I didn't wade in any of the redds, but I'm sure that I stressed a lot of fish.
Now to somewhat answer my own question,
If it isn't illigal, is it alright?
Should some waters be closed to fishing durring the spawn?
I have fished at the Green River in the spring, durring the Cutthroat spawn, but these fish don't reproduce, at least that's what I've been told.
With that in mind, I don't feel as guilty there.
So how do the rest of you feel about this issue?


----------



## weatherby25 (Sep 10, 2007)

*Re: Do You Fish During The Spawn?*

I have fished the spawn many many many times. I have never really thought about it being a bad thing to do.


----------



## waltny (Sep 8, 2007)

Growing up, I used to sight fish bass spawn beds. You'd rake just about anything over top they would hit it, horse it in requick and release. I could see them swim right back to the beds, so it seems like no harm no foul. 
I guess I took this kind of thinking approach to the brown spawn I was looking foward to on the Weber. I fish only for sport and can usually walk away after a few fish but I know not everyone is like this. As fatbass mentions though, in the states eyes if it was critical to that particular fish they would close it down. For me it is like how they close down strawberry tribs and wheat grass arm at causey.
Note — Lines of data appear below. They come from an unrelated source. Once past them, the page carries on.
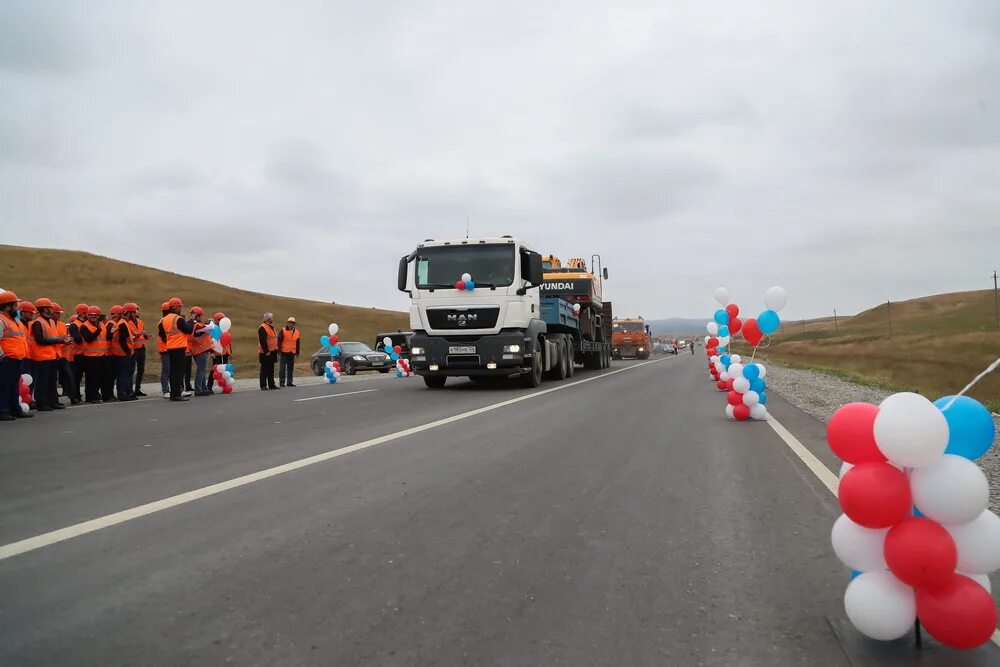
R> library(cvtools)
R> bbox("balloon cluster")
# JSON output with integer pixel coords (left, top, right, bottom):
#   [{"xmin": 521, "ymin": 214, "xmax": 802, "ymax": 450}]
[
  {"xmin": 212, "ymin": 364, "xmax": 236, "ymax": 394},
  {"xmin": 17, "ymin": 373, "xmax": 35, "ymax": 412},
  {"xmin": 319, "ymin": 322, "xmax": 340, "ymax": 384},
  {"xmin": 826, "ymin": 392, "xmax": 1000, "ymax": 649}
]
So for me, I might go out once or twice and get some nice pictures of some beautiful browns(and surrounding area) and then just hang out and reflect for a while.....No mediating smilie


----------



## RnF (Sep 25, 2007)

I haven't ever fished a spawn, other than the a salmon run. I have mixed feelings as well. I think in Utah it depends on the water. Smaller waters should probably be closed down. Larger waters such as the LP or the MP are fair game IMO. Fish do so well there, some thinning probably would do the river good. I do plan on giving it a try this year though.


----------



## orvis1 (Sep 7, 2007)

I have a combo we call bacon and eggs we fish above jordanelle for the spawning rainbows and have landed some nice fish as well. Stay off the reds and keep the fish in the water and handle them as little as possible to insure the future of the fishery! o-|| o-|| O|*


----------



## waltny (Sep 8, 2007)

orvis1 said:


> I have a combo we call bacon and eggs we fish above jordanelle for the spawning rainbows and have landed some nice fish as well. Stay off the reds and keep the fish in the water and handle them as little as possible to insure the future of the fishery! o-|| o-|| O|*


I though the rainbows that stocked in Utah are sterile? From what I had read they only "act" through the spawn.


----------



## waltny (Sep 8, 2007)

That is interesting , I wonder if someone here has a absolute answer. I would have paid it no mind before with thinking that they are just acting through the spawn.


----------



## .45 (Sep 21, 2007)

FishGlyph said:


> Well I _would_ go fishing during the spawn if .45 would get his shtuff together! Sheesh!
> 
> 
> 
> ...


Hey !!!! A lot of things are legal but that don't mean you have to always abide by the law !!!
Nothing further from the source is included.